Hillary Huber’s narration holds the biographical sweep together well across the book’s nearly twelve-hour runtime. She does not sentimentalize, which is the right choice, the material is powerful enough without added emotional signaling.
Who Should Listen to Wonder Girl
Sports biography listeners, readers interested in women’s history, and anyone who wants a well-researched account of an American life that genuinely earned the word extraordinary will find this rewarding. Those who came up knowing Tiger Woods as the benchmark for athletic dominance will have that benchmark usefully challenged. The final sections require emotional readiness, this is a story that ends in illness and death even as it refuses to become merely sad. Van Natta gives Babe Didrikson Zaharias the full treatment her story deserves.
Frequently Asked Questions
Do I need any prior knowledge of Babe Didrikson to enjoy this biography?
None at all. Van Natta builds her story from her Beaumont, Texas childhood and provides full context for every athletic and personal chapter of her life. Many reviewers came in knowing very little about her and found that made the revelations more striking.
How does the audiobook handle the emotional weight of Babe’s cancer battle and death?

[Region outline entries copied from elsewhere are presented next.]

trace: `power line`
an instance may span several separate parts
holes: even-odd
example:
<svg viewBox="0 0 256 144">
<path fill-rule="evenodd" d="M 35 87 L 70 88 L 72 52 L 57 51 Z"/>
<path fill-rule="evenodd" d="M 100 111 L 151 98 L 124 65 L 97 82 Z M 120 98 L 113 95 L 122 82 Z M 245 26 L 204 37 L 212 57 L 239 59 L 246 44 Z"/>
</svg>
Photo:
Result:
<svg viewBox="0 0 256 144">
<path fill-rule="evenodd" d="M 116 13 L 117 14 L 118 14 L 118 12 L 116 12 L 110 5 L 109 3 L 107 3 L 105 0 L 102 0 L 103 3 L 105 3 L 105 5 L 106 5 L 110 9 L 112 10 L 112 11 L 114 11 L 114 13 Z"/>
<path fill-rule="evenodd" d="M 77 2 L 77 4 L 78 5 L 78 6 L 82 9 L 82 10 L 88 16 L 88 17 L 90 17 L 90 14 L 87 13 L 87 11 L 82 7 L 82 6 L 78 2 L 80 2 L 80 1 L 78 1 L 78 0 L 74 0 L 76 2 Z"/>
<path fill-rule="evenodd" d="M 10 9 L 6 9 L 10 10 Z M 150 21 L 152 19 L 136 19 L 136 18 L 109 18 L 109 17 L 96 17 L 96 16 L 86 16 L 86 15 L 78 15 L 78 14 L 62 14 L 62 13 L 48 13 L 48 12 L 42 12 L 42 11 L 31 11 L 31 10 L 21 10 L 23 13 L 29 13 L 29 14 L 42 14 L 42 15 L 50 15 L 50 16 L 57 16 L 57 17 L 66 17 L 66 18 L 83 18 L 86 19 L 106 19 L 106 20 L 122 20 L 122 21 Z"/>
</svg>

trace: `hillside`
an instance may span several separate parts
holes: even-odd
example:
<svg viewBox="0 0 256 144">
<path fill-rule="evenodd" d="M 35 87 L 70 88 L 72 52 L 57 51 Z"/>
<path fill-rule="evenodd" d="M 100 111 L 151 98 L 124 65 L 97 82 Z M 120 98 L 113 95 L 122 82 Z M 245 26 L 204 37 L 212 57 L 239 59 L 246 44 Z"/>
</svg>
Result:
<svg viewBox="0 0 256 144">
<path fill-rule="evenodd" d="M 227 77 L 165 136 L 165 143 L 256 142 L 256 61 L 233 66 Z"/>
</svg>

Van Natta and narrator Hillary Huber treat the final chapter with restraint rather than sentimentality, which reviewers found more powerful than a more emotionally overt approach. Multiple listeners were moved to tears despite knowing the ending, which speaks to the quality of the biographical writing.
Is this biography only about golf, or does it cover Babe’s earlier athletic career equally?
The book gives substantial coverage to Babe’s basketball career and her 1932 Olympic track and field dominance before turning to golf. One reviewer described it as a complete portrait of someone who was all-American in basketball, an Olympic champion, and then a golf legend, the full picture, not just one phase.
Are the print edition photos available in any way for audiobook listeners?
The photographs included in the print edition do not transfer to audio format. Listeners who want visual context for Babe’s era or physical presence may want to keep a print or ebook copy accessible alongside the audio.